During the Games it can be easy to find inspiration to take up a sport or exercise more, only for the demands of daily life to soon get in the way.
Physiotherapist Andrew Brown has demonstrated a number of movements that can be built into breaks at the office or at home to improve flexibility, stretch muscles and make people feel better throughout the day.
“The Olympics inspires everyone,” Andrew said. “Watching the amazing things that the athletes can do makes you want to try yourself, even if it’s unlikely most of us will ever be able to stand on a podium it does make you want to do more.
“Getting exercise into our daily routines is the challenge because we are more sedentary now than we’ve ever been before.
“But even doing a little bit at lunch times could make workers more productive instead of hitting that mid-afternoon slump we can all get between 2-3pm.”
NHS England recommends that people should complete around 35 minutes of exercise five times a week, with several programmes available to provide support such as the Couch to 5K plan.
However, even if somebody is very active in their downtime they can still benefit from trying out a few moves to break up their day sitting at a desk.
Andrew added: “It’s going to increase their metabolism, it’s going to make them feel better and it’s going to help them to improve their posture, which will generally reduce aches and pains that you might have after you finish work.
“Getting up from your desk is such an important thing but just taking the time when you have got it to do some little movements just to get the circulation going can make a big difference. You always feel better when you exercise so that’s a huge positive.”
Thigh Slide – Place your hands on your knees in your swivel chair. Keeping your lower body and head still, turn your upper body to your right and move your right hand towards your hip. Repeat this motion with your left hand as you turn the other way.
Reach Up and Back – Reach up above your head with both hands clasped together, keeping your back straight. Hold for a few seconds and feel the stretch through.
Rotation with Overpressure – Place one hand on the back of your chair and turn your back and upper body to that side, stretching out your muscles as you look behind you. Hold for a few seconds and repeat on the other side.
Wrist Flexor Stretch – Put your arm out in front of you and hold your palm up away from your body with your other hand. Hold the stretch for a few seconds on each side. This is a great stretch for computer workers.
Kettle Kick Backs – First, check no one is behind you! Standing tall balance on one leg and bring the other one forward and backward in a controlled kicking motion. You can hold on to a counter or surface in front of you if balancing is tough. Focus on squeezing the muscles in your leg as you do it. Complete 10 on each leg. This one is great for while the kettle is boiling or you’re waiting for something to print.
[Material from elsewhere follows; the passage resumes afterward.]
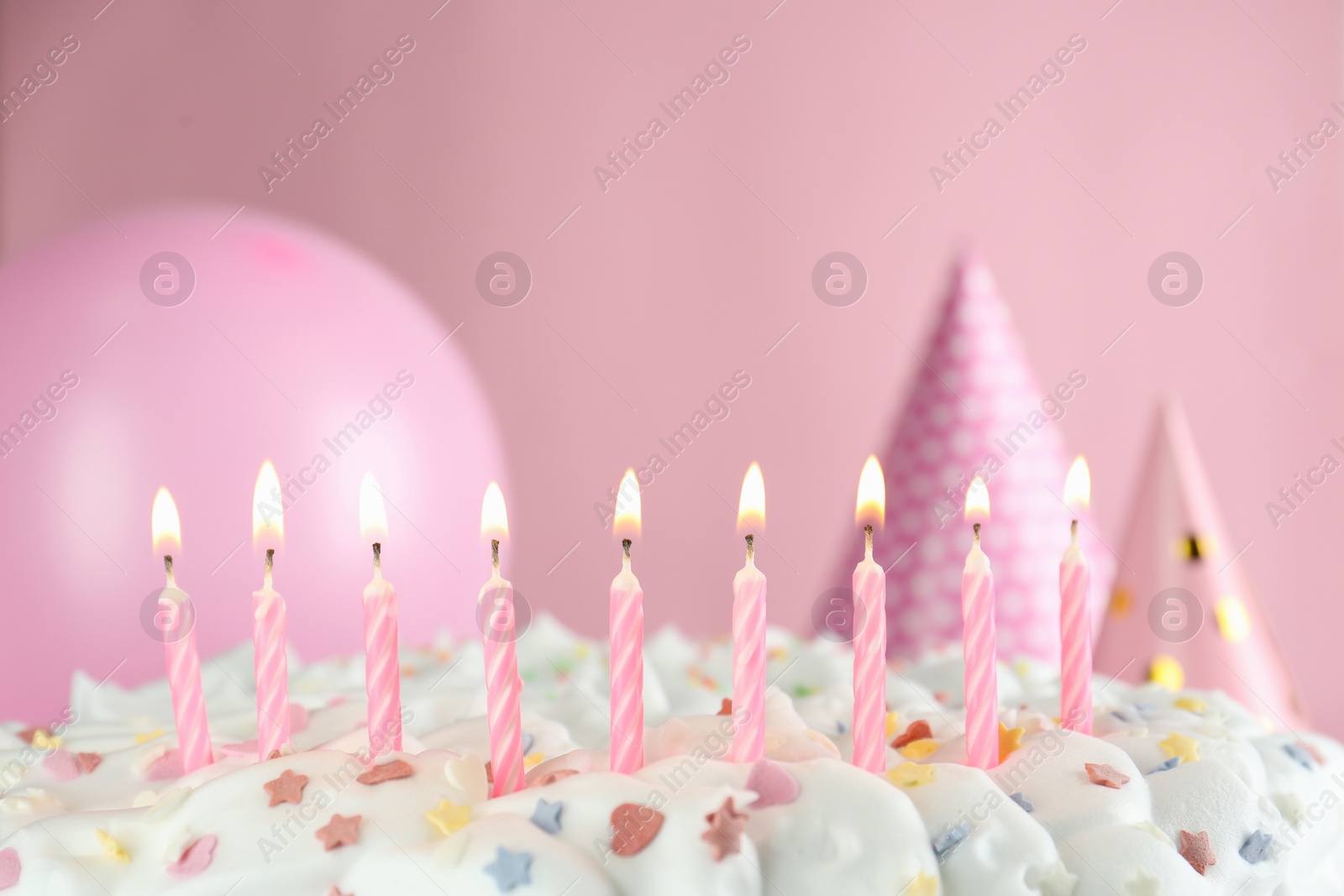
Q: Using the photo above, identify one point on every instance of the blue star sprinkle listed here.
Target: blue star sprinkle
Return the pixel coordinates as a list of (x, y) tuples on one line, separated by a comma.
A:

Sit to Stand – Move from a sitting position to a standing one without leaning on the arms of your chair or the desk in front of you. This is something you could try to consciously do every time you need to get up out of your chair to walk around the office. If you decide to do a series of these one after the other just be careful with your office chair if it’s on wheels.
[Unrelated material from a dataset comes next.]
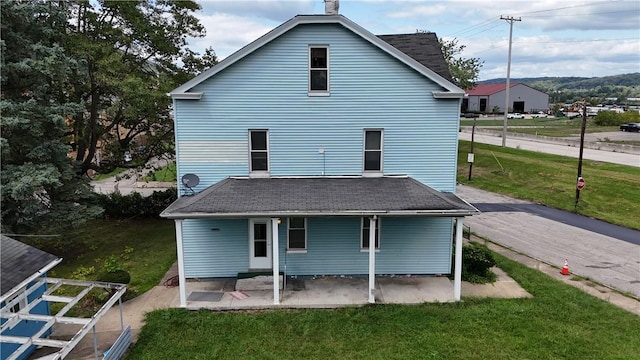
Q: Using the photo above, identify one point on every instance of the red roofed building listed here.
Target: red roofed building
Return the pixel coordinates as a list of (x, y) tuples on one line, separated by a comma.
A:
[(491, 98)]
Office Push Up – Only do these if you feel comfortable. Incline press ups can be done on any desk or printer when you get five minutes. Try to do 10. If a desk or a printer is too low you can do them up against a wall.
Desk Posture – Although this isn’t an exercise, having the correst posture at your desk can make a huge difference. Sit close to your desk. Adjust height of chair so your elbows are at right angles with your upper arms. Your forearms should be parallel to and just above the desktop. Your hips should be slightly higher than your knees. Your eyes should be level with your display screen. Rest your keyboard roughly 10cm in front of the edge of your desk.
However, even sitting at a desk with good posture is not recommended for very long periods. Getting up and moving about is essential.